Auf den ersten Blick mutet es an wie der Stammbaum einer Großfamilie über viele Generationen: Töchter, Enkel, Urenkel. Ein Dokument mit 46 Seiten. Zumindest scheint hier jede Gesellschaft einmal aufgelistet zu sein. Die Rede ist vom Organigramm des Firmengeflechtes, das dem Handelsblatt übermittelt wurde, datiert auf den 30. September 2023.
Hatte Benko oder jemand anderes wirklich einen Überblick über das Imperium? Ich wage es zu bezweifeln. Vielleicht noch über das grobe Firmengeflecht. Doch wenn ich mir allein die verspätete Veröffentlichung der Abschlüsse anschaue, kann ich mir dies keinesfalls vorstellen.
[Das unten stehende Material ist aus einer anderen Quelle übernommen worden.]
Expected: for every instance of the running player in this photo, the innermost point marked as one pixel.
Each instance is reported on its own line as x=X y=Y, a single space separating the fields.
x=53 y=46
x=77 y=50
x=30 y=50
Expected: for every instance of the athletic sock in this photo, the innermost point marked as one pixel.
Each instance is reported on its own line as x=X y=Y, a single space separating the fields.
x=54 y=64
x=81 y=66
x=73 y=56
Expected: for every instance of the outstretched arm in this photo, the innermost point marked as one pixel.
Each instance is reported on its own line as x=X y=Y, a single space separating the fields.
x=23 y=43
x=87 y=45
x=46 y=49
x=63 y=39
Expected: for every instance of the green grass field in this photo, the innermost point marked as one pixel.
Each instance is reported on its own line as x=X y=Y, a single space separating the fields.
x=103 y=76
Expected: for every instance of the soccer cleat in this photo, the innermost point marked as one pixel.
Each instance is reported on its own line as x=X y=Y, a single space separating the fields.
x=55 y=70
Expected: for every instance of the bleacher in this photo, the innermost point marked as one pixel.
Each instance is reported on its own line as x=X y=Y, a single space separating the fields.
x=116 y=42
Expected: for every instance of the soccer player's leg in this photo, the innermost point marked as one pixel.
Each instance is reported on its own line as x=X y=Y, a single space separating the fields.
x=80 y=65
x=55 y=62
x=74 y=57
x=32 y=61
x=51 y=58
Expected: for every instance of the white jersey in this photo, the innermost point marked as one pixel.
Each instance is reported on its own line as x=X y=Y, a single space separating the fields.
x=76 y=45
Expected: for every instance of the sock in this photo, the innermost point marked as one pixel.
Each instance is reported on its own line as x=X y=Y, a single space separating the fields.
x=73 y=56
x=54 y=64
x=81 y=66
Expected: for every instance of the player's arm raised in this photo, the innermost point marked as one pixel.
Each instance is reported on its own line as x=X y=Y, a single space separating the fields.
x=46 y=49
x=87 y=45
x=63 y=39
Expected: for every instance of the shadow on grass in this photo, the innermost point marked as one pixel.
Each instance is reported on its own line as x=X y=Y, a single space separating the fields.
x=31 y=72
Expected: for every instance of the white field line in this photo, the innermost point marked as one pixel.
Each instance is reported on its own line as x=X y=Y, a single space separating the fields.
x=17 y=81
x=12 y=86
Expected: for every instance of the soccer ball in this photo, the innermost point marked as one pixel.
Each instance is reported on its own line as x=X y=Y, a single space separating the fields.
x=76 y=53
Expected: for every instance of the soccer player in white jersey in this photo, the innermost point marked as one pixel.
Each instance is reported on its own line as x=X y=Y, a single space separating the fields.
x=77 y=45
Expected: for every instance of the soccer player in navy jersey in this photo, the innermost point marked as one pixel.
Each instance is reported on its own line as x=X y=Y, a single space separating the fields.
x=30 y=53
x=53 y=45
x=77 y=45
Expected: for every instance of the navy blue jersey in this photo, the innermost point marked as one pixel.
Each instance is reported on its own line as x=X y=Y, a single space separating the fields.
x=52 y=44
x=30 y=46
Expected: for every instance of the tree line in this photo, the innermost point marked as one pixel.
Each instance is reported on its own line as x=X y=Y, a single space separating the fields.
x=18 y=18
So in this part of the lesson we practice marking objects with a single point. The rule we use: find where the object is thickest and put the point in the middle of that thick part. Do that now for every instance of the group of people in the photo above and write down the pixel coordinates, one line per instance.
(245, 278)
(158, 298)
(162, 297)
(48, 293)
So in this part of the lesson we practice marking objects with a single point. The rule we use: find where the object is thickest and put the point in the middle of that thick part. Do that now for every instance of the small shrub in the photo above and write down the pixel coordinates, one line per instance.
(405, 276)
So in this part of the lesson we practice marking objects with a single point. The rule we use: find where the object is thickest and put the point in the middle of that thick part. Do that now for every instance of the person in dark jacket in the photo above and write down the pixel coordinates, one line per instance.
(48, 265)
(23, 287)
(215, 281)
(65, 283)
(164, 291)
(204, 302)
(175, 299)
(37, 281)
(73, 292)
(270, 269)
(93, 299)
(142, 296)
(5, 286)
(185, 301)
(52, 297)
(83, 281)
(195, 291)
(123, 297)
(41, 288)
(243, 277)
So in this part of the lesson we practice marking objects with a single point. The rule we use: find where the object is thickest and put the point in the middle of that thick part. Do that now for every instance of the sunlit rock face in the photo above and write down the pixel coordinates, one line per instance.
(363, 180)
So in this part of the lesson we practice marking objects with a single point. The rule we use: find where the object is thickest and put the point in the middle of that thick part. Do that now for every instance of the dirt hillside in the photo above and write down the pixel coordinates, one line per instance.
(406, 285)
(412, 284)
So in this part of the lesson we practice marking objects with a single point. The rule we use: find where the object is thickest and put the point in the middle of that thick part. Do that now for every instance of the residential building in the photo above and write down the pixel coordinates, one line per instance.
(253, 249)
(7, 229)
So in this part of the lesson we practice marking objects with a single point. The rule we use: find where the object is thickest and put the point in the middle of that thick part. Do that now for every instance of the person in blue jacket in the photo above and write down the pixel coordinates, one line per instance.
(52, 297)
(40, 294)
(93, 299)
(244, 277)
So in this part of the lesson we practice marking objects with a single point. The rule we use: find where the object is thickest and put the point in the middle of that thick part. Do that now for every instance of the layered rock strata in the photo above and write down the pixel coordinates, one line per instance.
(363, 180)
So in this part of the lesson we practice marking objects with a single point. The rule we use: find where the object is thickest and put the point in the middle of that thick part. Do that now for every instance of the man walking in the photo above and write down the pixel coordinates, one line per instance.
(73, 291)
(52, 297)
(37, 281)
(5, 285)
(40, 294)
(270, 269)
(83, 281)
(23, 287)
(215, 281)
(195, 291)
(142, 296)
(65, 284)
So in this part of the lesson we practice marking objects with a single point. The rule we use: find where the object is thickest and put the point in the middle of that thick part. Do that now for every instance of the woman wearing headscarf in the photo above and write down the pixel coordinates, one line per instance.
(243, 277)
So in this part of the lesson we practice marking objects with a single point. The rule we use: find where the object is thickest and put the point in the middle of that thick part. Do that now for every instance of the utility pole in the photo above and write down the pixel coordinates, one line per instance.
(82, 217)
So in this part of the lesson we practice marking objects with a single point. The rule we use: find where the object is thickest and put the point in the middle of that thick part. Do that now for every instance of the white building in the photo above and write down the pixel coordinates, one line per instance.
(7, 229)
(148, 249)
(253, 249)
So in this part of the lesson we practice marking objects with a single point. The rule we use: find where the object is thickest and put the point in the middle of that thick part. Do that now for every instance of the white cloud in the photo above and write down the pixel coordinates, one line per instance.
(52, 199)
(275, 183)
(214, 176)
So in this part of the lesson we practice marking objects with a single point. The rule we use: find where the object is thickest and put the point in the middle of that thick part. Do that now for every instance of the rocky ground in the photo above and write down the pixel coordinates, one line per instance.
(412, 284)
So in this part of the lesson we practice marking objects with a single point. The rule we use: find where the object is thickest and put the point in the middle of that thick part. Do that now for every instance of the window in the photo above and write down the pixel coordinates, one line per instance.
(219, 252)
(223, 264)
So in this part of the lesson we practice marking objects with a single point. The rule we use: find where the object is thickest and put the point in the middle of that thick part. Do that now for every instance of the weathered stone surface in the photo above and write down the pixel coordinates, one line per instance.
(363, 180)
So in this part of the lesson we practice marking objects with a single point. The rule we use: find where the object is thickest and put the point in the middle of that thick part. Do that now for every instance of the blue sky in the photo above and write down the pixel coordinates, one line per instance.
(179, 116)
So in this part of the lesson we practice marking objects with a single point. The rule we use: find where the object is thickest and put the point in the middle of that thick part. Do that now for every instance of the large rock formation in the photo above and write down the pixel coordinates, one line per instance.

Ein paar Gedanken zum Organigramm
Ich frage mich: Welche Vorteile bietet ein solch undurchsichtiges und komplexes Firmenkonstrukt? Steuerersparnisse? Bei den vielen Gesellschaften müssen nicht nur unzählige Abschlüsse erstellt werden. Allein dies im Blick zu haben ist eine Mammutaufgabe. Denn die Firmen sind unter anderem in Österreich, Deutschland und der Schweiz. Dies bedeutet, dass die Abschlüsse auch nach den jeweiligen Bilanzierungsvorschriften des jeweiligen Staates erstellt werden müssen. Und nicht zu vergessen: Es gibt auch Abschlüsse nach IFRS.
Was es jedoch nicht gibt: Einen Gesamtüberblick über die Zahlen. Kein Wunder. Signa war nicht für fristgerechte Offenlegung von Abschlüssen bekannt bisher. Ganz im Gegenteil. Wie dies mit der Einhaltung von Fristen bei der Erstellung von Abschlüssen aussieht, kann ich als Außenstehende nicht beurteilen.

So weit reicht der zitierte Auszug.